The two of them meet, whilst both in hiding, and after Yury tells Strelnikov that Lara is as inaccessible to him as his estranged wife Tonya (now living in exile in Paris with their kids and her father), Strelnikov shoots himself. Of course he does. Yury winds up making an attempt to salvage his life as a poet and translator in Moscow, living the slums, taking a wife, having children and then leaving her too and eventually suffering a heart attack on the streets. Lara makes it to his funeral and is later arrested and put into a Gulag, a sort of concentration camp in Siberia Stalin was very fond of using.

The story ends with Zhivago’s friends, Dudorov and Gordon, talking about how they survived the Gulag’s to become WWII servicemen, as well as talk of a young girl named Tonya who very much resembles Yury and Lara and the physical/personality traits by which these two came to associate them.

Needless to say, Boris Pasternak was in deep shit with the Soviet Union, Stalin, the KGB and Writer’s Soviet when the book leaked out of the USSR and was printed in several other languages before the USSR ever authorized its publication in Pasternak’s homeland. He was also “encouraged” by the KGB to decline the Nobel Prize for Literature he won that year.

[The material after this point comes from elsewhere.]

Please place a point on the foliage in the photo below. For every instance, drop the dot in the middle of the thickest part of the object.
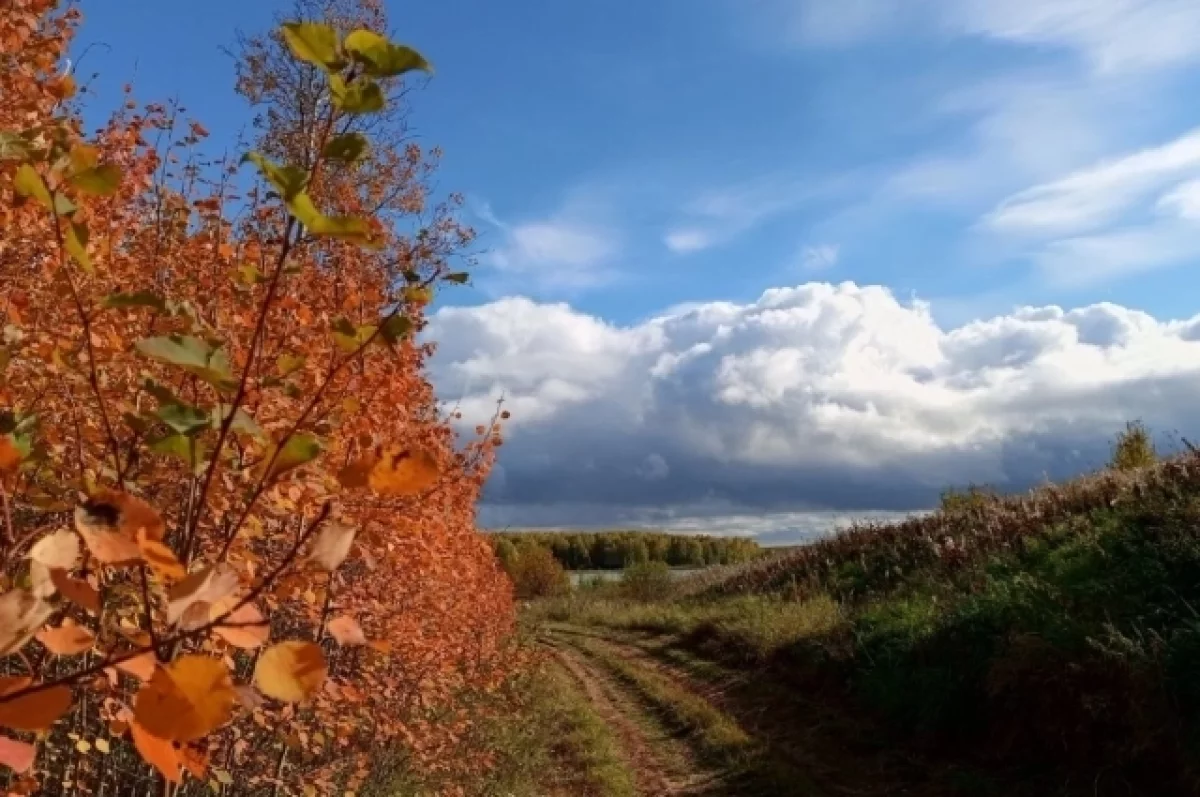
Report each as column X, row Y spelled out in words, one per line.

I think people of my parent’s generation are much more familiar with this story, as the movie was a huge hit when it came out and everyone at the time was a big Omar Sharif fan. But for my generation, I think this book goes largely unnoticed. And I can’t see why. There are probably too many lists out there of the top 100 novels, or top 100 modern novels, or any essential book collection, and Doctor Zhivago doesn’t seem to be prevalent enough on those lists. There is no reason it should ever be placed outside of the top 25 on most of these lists. But, we do live in America, and most people can’t handle this much conflict.